Chicken Nuggets (1 Nugget) and Potato French Fries (1 Serving (70g))
Dinner
149 mg/dL
avg. peak value
Usually causes a medium spike
Avg. Food Score on Ultrahuman App
Ultrahuman Users got an UNSTABLE response
How to consume Chicken Nuggets, Potato French Fries without glucose spikes
Pair with Protein
Add a serving of lean protein like grilled chicken or tofu to your meal. Protein helps slow the absorption of carbohydrates, reducing spikes in blood sugar.
Include Healthy Fats
Incorporate healthy fats such as avocado, nuts, or olive oil. These can help stabilize blood sugar levels by slowing digestion.
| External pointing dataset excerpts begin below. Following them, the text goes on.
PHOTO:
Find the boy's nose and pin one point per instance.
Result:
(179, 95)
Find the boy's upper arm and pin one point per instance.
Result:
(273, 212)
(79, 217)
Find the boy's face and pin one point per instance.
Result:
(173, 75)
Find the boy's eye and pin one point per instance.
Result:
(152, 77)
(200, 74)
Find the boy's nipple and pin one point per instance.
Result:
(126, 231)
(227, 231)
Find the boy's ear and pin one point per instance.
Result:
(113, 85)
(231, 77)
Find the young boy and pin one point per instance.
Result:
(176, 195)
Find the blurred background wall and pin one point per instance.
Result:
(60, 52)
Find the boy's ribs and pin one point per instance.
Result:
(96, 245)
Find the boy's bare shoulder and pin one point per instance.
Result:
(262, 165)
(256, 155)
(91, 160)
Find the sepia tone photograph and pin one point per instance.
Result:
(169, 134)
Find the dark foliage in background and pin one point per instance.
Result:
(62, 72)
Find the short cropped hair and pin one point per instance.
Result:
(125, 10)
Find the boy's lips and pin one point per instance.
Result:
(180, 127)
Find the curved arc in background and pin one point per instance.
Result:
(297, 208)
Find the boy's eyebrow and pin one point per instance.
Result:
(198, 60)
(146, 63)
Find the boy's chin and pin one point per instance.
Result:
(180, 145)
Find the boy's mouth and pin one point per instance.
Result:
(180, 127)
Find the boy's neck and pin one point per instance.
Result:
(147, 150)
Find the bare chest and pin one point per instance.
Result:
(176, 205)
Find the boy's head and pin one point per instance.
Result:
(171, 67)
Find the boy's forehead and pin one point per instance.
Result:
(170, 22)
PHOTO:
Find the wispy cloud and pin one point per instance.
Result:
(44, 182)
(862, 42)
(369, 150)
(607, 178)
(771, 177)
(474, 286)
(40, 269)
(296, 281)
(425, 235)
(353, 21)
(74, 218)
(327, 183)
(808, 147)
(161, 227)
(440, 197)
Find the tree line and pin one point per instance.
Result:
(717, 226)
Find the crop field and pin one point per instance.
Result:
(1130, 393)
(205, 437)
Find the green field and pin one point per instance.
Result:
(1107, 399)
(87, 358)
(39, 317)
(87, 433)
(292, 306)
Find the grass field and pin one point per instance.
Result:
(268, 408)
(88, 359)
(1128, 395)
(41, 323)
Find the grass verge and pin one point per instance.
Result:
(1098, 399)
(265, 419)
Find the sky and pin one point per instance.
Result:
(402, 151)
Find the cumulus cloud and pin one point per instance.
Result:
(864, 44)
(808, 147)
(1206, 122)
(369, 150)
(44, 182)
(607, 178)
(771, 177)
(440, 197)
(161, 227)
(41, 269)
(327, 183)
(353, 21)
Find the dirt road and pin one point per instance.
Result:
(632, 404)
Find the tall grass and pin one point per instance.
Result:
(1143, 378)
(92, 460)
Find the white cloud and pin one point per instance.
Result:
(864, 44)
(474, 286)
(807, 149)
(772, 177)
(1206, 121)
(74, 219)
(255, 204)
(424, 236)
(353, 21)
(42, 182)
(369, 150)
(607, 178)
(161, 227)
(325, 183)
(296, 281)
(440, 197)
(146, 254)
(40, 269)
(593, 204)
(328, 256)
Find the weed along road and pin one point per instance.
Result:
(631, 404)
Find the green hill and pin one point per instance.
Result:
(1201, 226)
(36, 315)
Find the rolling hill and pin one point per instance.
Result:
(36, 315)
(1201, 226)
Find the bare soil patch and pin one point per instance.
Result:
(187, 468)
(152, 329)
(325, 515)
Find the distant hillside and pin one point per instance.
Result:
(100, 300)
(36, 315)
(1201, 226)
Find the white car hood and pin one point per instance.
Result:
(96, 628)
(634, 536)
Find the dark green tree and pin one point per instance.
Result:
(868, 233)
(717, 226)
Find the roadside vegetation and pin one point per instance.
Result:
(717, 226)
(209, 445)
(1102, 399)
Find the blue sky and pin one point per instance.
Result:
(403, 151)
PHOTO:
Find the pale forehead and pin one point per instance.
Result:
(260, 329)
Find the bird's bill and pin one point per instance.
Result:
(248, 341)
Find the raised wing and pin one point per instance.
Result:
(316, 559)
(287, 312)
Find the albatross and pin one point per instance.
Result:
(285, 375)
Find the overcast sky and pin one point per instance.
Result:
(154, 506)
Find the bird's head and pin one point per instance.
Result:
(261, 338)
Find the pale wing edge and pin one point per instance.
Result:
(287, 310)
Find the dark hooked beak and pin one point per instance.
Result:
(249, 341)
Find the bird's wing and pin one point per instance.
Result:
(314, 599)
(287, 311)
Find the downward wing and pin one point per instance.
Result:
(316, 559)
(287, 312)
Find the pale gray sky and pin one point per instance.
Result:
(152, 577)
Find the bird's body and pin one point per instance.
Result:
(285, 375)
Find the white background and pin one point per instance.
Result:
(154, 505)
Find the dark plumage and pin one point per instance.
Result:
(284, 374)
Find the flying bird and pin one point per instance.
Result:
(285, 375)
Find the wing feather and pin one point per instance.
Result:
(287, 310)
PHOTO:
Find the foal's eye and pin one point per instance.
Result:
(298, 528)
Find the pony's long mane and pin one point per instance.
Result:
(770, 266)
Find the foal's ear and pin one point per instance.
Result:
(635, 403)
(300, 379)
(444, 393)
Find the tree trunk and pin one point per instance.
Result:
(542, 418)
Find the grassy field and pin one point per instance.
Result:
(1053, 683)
Choose Whole Grain Options
If available, opt for whole grain alternatives to regular French fries, such as sweet potato fries or baked fries made from whole grain ingredients.
Eat with Vegetables
Include a generous portion of non-starchy vegetables such as broccoli, leafy greens, or bell peppers. These add fiber and nutrients, helping to moderate blood sugar levels.
Add a Side Salad
A salad with mixed greens, cucumbers, and a vinaigrette dressing can add fiber and reduce the impact of high-carb foods on your blood sugar.
Stay Hydrated
Drink plenty of water with your meal. Staying hydrated helps your body manage blood sugar levels more effectively.
Monitor Portion Sizes
Be mindful of portion sizes for the nuggets and fries to avoid excessive carbohydrate intake in one sitting.
Opt for Baked Instead of Fried
Choose baked chicken nuggets and fries whenever possible to reduce additional fats and calories that can contribute to blood sugar spikes.
Incorporate Vinegar
Adding a splash of vinegar to your meal can help improve insulin sensitivity and lower blood sugar responses.
Go for Smaller, More Frequent Meals
Instead of having a large portion in one go, try eating smaller amounts more frequently throughout the day to keep blood sugar levels stable.